Ida and Lilly sat on the bench waiting. A cute boy, neatly dressed with golden curls and a smiling face sat next to them. The boy looked at Lilly and did not take his eyes off her.

“Why are you looking at me all the time?” she protested.

The boy’s face reddened as he looked down to the floor. He did not open his mouth.

Ida, who felt his embarrassment tried to straighten things out.

“Why are you hurting the boy, he did nothing to offend you?” she scolded Lilly.

“Never mind,” the boy said “She did not hurt me.”

“Ho, ho, he knows how to talk,” Lilly teased him.

Ida once again scolded Lilly and shoved her to shut up.

“Are you waiting for somebody?” Ida asked the boy.

“No, I am the son of a pharmacist, and I am waiting for my father to close the pharmacy and go home,” he answered.

“What is your name?” she asked.

“Lolek,” he replied. “That is what everybody calls me.”

“How old are you,” Ida inquired.

“Twelve,” he replied shyly.

Lilly listened attentively to the conversation, but did not interfere. She let her mother do the investigating.

“You are the same age as my Davidek. You might want to come play with him sometime,” she said to him.

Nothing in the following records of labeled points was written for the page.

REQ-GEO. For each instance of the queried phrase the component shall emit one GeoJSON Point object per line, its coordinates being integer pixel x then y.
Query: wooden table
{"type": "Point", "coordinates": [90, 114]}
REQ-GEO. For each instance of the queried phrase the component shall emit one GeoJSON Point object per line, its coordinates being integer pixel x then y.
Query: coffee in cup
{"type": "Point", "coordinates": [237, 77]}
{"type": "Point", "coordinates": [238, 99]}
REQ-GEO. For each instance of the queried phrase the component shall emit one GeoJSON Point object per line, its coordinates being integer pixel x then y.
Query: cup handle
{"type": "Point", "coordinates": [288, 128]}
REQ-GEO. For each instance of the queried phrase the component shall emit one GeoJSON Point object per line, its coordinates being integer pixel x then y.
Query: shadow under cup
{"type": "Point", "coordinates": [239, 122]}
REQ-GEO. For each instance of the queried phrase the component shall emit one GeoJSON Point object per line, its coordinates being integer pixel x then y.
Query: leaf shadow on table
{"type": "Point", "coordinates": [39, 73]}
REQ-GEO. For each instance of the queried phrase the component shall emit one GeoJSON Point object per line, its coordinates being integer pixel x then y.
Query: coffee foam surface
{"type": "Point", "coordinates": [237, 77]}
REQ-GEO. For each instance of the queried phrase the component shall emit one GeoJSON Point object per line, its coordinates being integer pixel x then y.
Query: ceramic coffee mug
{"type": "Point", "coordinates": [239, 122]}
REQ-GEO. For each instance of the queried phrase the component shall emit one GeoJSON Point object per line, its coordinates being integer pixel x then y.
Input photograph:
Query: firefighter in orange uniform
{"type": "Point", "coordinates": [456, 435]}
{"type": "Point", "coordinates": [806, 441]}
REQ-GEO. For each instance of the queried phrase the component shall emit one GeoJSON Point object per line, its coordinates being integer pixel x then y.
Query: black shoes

While Ida was explaining to Lolek where they lived, the pharmacist entered.

“I see you’ve introduced yourself to the ladies. You do not waste any time,” he said with a smile.

Lolek blushed and looked down.

“He is very shy,” Bitoft said winking at Lilly.

Lilly remained silent, but occasionally stole a glance at Lolek; whether out of curiosity, or to embarrass him more, only she knew. She relished seeing him embarrassed and red-faced.

Before leaving the pharmacy, Ida turned to Lolek and said, “The invitation still stands.”